The deal is a key component of Spain's plan to cut its budget deficit to 6% of gross domestic product this year and to 4.4% in 2012. It was 9.2% in 2010. Besides Loterías, Spain will privatize its two largest airports, with the proceeds also going to pay down debt.
Investors are monitoring Spain's finances closely as the euro-zone sovereign-debt crisis rolls on. Greece, Ireland and Portugal have all been forced to accept financial-aid packages from the European Union and the International Monetary Fund after investors lost faith in the countries' ability to pay back fast-rising government debt.
Mr. Zapatero's government has pushed through reforms, cut public-sector wages and moved to shore up confidence in the country's banking industry, which suffered huge losses in the collapse of a decade-long real-estate boom.
Loterías may have a stock-market value of between €23 billion and €25 billion, making it the second-largest gaming company in the world by market capitalization, behind casino manager Las Vegas Sands Corp.
Loterías will meet with potential investors in September and October and aims for its shares to begin trading by the end of October, Mr. Martínez said.

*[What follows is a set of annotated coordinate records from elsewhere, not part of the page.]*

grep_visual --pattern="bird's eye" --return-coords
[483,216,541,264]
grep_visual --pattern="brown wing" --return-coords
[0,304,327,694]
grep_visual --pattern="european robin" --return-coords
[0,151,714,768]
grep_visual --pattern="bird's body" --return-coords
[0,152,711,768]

The company has a near-monopoly on the lottery business in Spain, and is part of the country's Christmas festivities. Every Dec. 22, Spaniards gather around television screens to watch the winning numbers of an extraordinary lottery announced, or "sung," by kids from the San Ildefonso Catholic school in Madrid. The winning number is called El Gordo, or "the fat one." The ritual is repeated Jan. 6, but there the first prize is called El Niño, or "the boy."
Loterías is by far the largest of a raft of companies that are planning to test investors' appetite for Spanish assets this year. Loterías had just under €10 billion in revenue last year, and earnings before interest, taxes, depreciation and amortization of €3 billion.
Bankia and Banca Civica, two Spanish banks composed of merged savings banks, are aiming for mid-July listings, bankers say. Bankia this week is presenting itself to analysts, a key step in its IPO process. Banca Civica went through the same exercise two weeks ago. Bankia is seeking to raise between €3 billion and €4 billion, while Banca Civica hopes to raise between €800 million and €1 billion, according to people familiar with the matter.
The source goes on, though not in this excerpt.